Why sack Derryn Hinch, Melbourne’s king of drive-time? For being too successful?

At a time when Fairfax Radio, like its parent Fairfax Media, needs every dollar of revenue, every reader and listener that it can get its hands on and hold, the management of 3AW, Fairfax’s AM talk station in Melbourne, has taken the novel approach of not renewing Derryn Hinch’s contract. 3AW management must think the decision will somehow improve the ratings and audience size for the station’s pre-evening slot.

So why sack him? It can’t be for bagging management over the employment of banned company director Steve Vizard.
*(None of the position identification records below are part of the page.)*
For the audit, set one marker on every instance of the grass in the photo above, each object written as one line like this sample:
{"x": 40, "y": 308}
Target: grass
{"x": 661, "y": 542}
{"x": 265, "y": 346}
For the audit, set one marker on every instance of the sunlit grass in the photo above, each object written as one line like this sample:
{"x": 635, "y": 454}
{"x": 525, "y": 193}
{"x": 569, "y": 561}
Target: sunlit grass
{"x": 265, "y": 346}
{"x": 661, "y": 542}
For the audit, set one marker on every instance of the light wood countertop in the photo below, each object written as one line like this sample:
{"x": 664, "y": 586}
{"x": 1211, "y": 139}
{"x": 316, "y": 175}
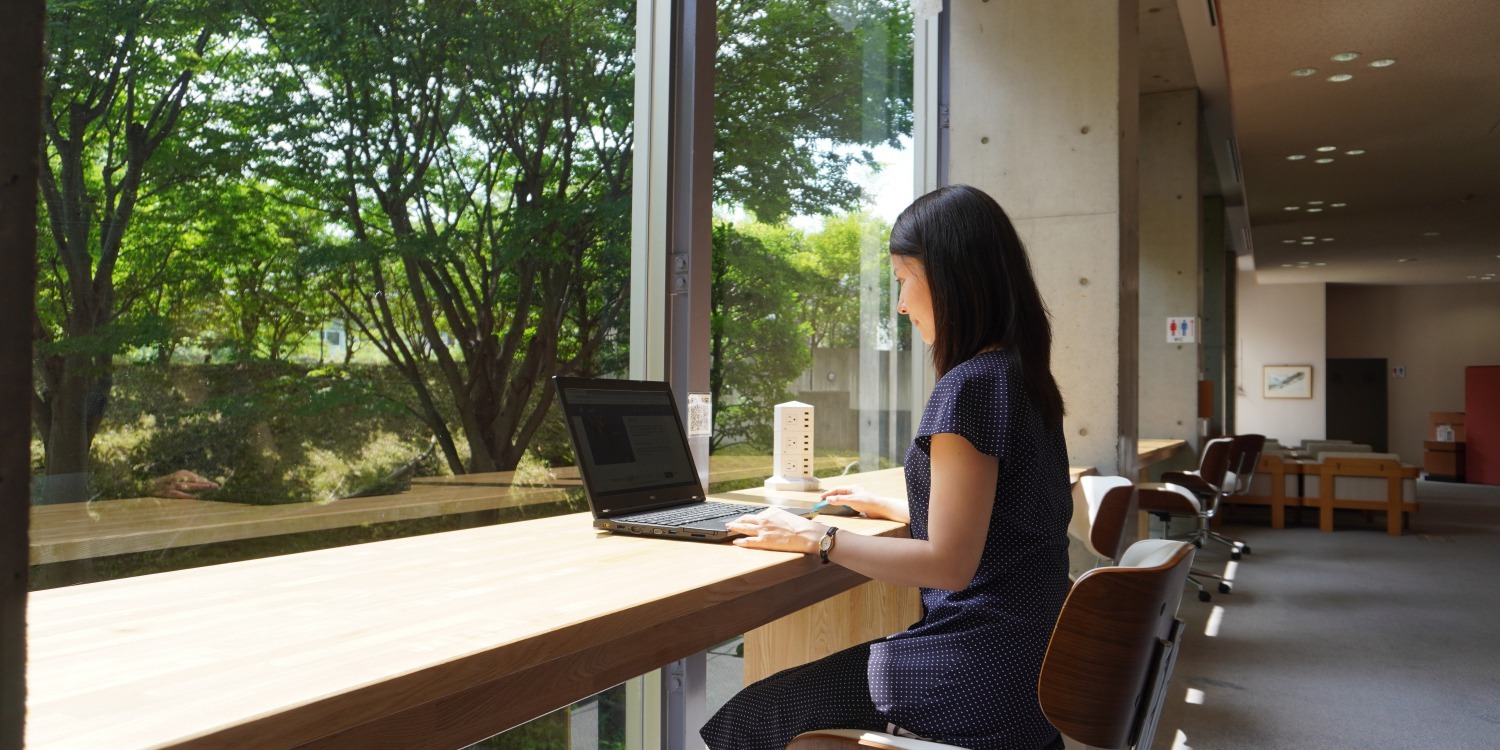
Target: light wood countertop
{"x": 437, "y": 641}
After all, 3AW general manager Shane Healy said last week he had no problem with his high-profile presenters publicly lashing out at management. The Herald Sun quoted him as saying: ‘”We employ them to have opinions and urge them to have opinions,” Mr Healy said. “Do I agree with Neil and Derryn in this case? No. Do I respect their opinions? Yes.”

No breach of Hinch’s contract was identified by management, so it must be for the ratings. Unfortunately for management that’s not an argument. Up to the end of survey No. 5 in Melbourne, Hinch was having a very good year, lifting both the share and audience numbers for the valuable radio slot and dominating the AM talk side of Drive.
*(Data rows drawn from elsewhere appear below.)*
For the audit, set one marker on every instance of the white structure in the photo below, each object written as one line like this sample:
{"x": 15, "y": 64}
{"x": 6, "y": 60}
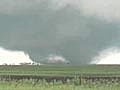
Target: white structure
{"x": 56, "y": 59}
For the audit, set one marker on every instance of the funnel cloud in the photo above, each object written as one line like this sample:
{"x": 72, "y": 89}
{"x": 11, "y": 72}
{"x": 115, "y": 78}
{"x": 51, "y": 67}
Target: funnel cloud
{"x": 9, "y": 57}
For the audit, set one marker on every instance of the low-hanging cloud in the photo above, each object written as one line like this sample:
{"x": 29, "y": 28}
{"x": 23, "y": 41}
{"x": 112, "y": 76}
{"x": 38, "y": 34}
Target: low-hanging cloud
{"x": 9, "y": 57}
{"x": 102, "y": 9}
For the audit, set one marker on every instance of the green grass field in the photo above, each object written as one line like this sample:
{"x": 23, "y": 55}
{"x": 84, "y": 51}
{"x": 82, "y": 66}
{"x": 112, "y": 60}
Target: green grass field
{"x": 59, "y": 70}
{"x": 110, "y": 82}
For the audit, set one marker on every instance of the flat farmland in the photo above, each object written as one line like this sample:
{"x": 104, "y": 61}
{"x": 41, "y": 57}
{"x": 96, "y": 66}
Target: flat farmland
{"x": 59, "y": 70}
{"x": 90, "y": 77}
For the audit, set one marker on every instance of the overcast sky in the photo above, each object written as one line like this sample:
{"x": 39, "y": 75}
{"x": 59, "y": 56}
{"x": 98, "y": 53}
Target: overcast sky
{"x": 75, "y": 29}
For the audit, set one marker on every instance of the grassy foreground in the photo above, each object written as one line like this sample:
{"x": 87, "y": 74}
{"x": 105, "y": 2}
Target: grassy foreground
{"x": 8, "y": 86}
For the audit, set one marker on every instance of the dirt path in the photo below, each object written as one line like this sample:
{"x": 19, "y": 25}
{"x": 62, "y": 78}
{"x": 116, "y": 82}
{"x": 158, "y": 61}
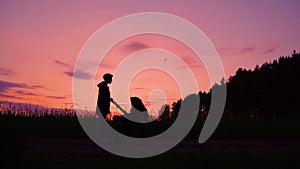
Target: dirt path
{"x": 85, "y": 146}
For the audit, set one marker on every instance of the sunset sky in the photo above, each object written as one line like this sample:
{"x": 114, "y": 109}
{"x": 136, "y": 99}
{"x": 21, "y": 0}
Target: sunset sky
{"x": 41, "y": 40}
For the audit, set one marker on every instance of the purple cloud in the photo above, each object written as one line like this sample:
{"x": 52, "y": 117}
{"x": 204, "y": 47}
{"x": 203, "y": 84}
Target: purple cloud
{"x": 270, "y": 49}
{"x": 10, "y": 96}
{"x": 78, "y": 75}
{"x": 139, "y": 88}
{"x": 56, "y": 97}
{"x": 61, "y": 63}
{"x": 5, "y": 85}
{"x": 25, "y": 93}
{"x": 247, "y": 49}
{"x": 6, "y": 72}
{"x": 37, "y": 87}
{"x": 136, "y": 45}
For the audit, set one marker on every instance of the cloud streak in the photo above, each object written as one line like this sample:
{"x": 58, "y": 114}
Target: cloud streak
{"x": 56, "y": 97}
{"x": 25, "y": 93}
{"x": 78, "y": 75}
{"x": 5, "y": 85}
{"x": 247, "y": 49}
{"x": 61, "y": 63}
{"x": 10, "y": 96}
{"x": 6, "y": 72}
{"x": 136, "y": 46}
Ratings figures from AC Neilson show Hinch boosted his share from the 10.9 that he got in the final survey of 2011 to a high of 13 in survey No. 4. That survey saw Hinch move past Fox FM (12.1 share) into the top slot in Drive. Survey No. 5 saw a small fall back to 12.6 but he was still the king of talk and Drive, with Fox FM edging up to 12.2.
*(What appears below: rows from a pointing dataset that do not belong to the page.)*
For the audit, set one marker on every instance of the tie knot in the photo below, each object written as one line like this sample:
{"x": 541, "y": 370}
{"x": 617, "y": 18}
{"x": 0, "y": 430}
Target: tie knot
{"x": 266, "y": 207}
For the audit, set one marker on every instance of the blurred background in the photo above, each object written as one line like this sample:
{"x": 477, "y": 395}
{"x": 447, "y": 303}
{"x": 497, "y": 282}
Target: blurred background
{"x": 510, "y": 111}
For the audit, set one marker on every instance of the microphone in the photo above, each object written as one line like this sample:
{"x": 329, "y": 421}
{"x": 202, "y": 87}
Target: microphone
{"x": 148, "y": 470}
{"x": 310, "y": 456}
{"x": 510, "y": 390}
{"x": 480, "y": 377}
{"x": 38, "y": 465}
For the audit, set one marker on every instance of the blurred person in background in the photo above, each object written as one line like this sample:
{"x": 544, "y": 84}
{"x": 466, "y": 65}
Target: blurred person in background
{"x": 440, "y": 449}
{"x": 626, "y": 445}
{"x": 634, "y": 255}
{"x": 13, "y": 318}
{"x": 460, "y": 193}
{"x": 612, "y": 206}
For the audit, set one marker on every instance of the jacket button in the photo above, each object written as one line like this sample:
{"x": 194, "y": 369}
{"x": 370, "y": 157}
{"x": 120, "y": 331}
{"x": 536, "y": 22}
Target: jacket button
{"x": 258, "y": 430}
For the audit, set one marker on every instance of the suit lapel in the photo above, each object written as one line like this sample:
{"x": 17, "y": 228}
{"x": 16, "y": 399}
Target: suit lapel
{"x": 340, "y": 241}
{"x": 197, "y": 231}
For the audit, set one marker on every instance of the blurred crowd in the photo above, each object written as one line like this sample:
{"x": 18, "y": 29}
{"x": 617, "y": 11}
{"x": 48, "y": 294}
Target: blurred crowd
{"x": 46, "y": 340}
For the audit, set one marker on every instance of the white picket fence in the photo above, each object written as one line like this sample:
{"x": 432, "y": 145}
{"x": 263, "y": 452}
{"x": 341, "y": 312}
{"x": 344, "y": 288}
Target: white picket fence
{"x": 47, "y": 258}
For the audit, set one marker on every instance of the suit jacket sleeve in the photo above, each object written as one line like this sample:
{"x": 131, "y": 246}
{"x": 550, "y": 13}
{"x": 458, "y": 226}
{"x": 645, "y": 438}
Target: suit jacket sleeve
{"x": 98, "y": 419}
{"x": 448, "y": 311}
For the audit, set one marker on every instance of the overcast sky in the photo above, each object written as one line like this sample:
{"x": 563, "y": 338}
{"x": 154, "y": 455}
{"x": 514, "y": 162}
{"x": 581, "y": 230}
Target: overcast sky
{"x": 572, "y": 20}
Hinch also built the audience nicely in 2012. The cumulative figure (more valued in radio than the daily figures because it gives a more accurate figure over each week) for Hinch’s Drive slot finished 2011 on 340,000 people. It fell to 290,000 in the first survey of 2012, then built steadily. Survey No. 5, when his share dipped, saw his cumulative audience leap to 372,000 (the year’s high) from 340,000, or 80,000 more than in survey No. 1. He ranked lower in audience terms than in share, sitting around No. 5 and 6 in the slot.

The current ratings survey (No. 6 for the year) is almost over (the results are out on September 12), so the impact of Hinch’s departure won’t be known until survey No. 7 which will report in late October.

3AW is the most valuable asset in Fairfax’s faltering radio network. 4BC in Brisbane and 2UE in Sydney are ratings losers, especially the latter.